Three days later the Gemini VI-A mission was finally launched. After six hours of maneuvering, the last three in the automatic, computer-controlled mode, Wally Schirra accomplished America’s first true orbital rendezvous. He wasn’t exactly sure what he was doing when he fired his thrusters on the computer’s orders. About an hour before actual rendezvous, Wally exclaimed, “My gosh, there’s a real bright star out there. That must be Sirius.” The bright object was Gemini VII.
NASA had two spacecraft and four astronauts in orbit, and the news media made the most of the mission. The press was ecstatic when Tom Stafford gleefully said he’d just seen “a satellite going from north to south, probably in a polar orbit.” Then Wally Schirra – ever the prankster – played “Jingle Bells” on his harmonica.
Gemini VIII has to abort
I was in the Mission Control room in Houston on March 16, 1966, when Neil Armstrong and Dave Scott accomplished one of Project Gemini 5 main goals, orbital rendezvous and docking with an Agena target vehicle, during the Gemini VIII flight. I didn’t know Neil Armstrong that well – he was a civilian astronaut from the second group but he was highly thought of from his days as a NASA test pilot on the X-15 rocket plane out at Edwards. For almost five hours, Arm-strong and Scott maneuvered their spacecraft to match orbits with the Agena and finally rendezvoused above the Caribbean, as Dave Scott called out radar ranges and Neil slowed the spacecraft by “eyeball” judgment.

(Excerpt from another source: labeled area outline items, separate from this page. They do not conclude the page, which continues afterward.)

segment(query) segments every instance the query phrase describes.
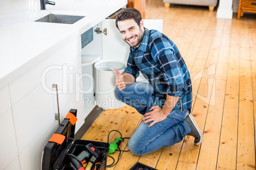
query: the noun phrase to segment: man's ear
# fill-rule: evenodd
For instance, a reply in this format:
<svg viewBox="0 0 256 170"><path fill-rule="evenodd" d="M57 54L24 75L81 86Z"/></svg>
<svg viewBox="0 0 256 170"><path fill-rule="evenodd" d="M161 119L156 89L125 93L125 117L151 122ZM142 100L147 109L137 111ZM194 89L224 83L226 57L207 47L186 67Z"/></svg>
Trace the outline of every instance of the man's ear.
<svg viewBox="0 0 256 170"><path fill-rule="evenodd" d="M144 22L143 20L141 20L141 22L139 22L139 25L141 27L144 27Z"/></svg>

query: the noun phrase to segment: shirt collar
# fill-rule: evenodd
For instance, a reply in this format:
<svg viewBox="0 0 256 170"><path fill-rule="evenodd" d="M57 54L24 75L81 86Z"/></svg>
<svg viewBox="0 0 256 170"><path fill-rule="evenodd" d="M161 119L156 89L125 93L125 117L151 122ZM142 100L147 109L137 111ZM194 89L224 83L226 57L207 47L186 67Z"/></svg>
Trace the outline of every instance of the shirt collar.
<svg viewBox="0 0 256 170"><path fill-rule="evenodd" d="M148 45L148 37L150 36L150 31L144 27L144 35L142 39L141 43L140 44L139 48L138 49L146 52L146 46ZM137 50L136 47L132 48L133 51Z"/></svg>

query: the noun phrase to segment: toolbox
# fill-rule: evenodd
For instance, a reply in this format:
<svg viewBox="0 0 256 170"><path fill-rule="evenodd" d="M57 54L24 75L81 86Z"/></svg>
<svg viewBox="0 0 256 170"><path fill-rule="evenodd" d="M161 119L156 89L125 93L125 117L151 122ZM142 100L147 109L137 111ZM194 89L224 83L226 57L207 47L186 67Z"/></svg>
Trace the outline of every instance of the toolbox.
<svg viewBox="0 0 256 170"><path fill-rule="evenodd" d="M157 169L149 167L141 162L136 162L130 170L157 170Z"/></svg>
<svg viewBox="0 0 256 170"><path fill-rule="evenodd" d="M82 140L73 141L76 112L70 110L45 145L42 170L106 169L109 143Z"/></svg>

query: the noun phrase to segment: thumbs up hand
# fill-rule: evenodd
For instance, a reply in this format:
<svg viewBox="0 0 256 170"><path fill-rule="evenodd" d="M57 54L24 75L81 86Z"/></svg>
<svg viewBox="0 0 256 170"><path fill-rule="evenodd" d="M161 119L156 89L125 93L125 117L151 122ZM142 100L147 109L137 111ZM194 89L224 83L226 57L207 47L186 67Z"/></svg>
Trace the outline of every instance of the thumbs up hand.
<svg viewBox="0 0 256 170"><path fill-rule="evenodd" d="M119 90L122 90L125 88L125 84L124 83L124 76L120 73L118 70L115 69L115 72L117 74L115 79L115 85Z"/></svg>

After about an hour of floating near the Agena (“station keeping”) Mission Control told them, “Go ahead and dock.” The spacecraft’s cylindrical neck eased into the open throat of the Agena’s docking adapter. Mechanical latches sprang out to connect the two vehicles.
“Flight,” Neil called to flight director Gene Kranz in Houston, “we are docked! It’s really a smoothie.”
The Mission Control room was loud with cheers and whistles among the usually quiet flight directors. Gemini had just passed a milestone. Orbital docking brought us one step closer to an LOR mission and a landing on the moon. Because the Agena was built to accept engine commands directly from the Gemini spacecraft, the mission plan next called for Neil and Dave to fire the Agena engine to change their orbit. But the docked Gemini-Agena began rolling, slowly at first, and then with increasingly wilder gyrations.
“Neil,” Dave Scott said, “we’re in a bank.”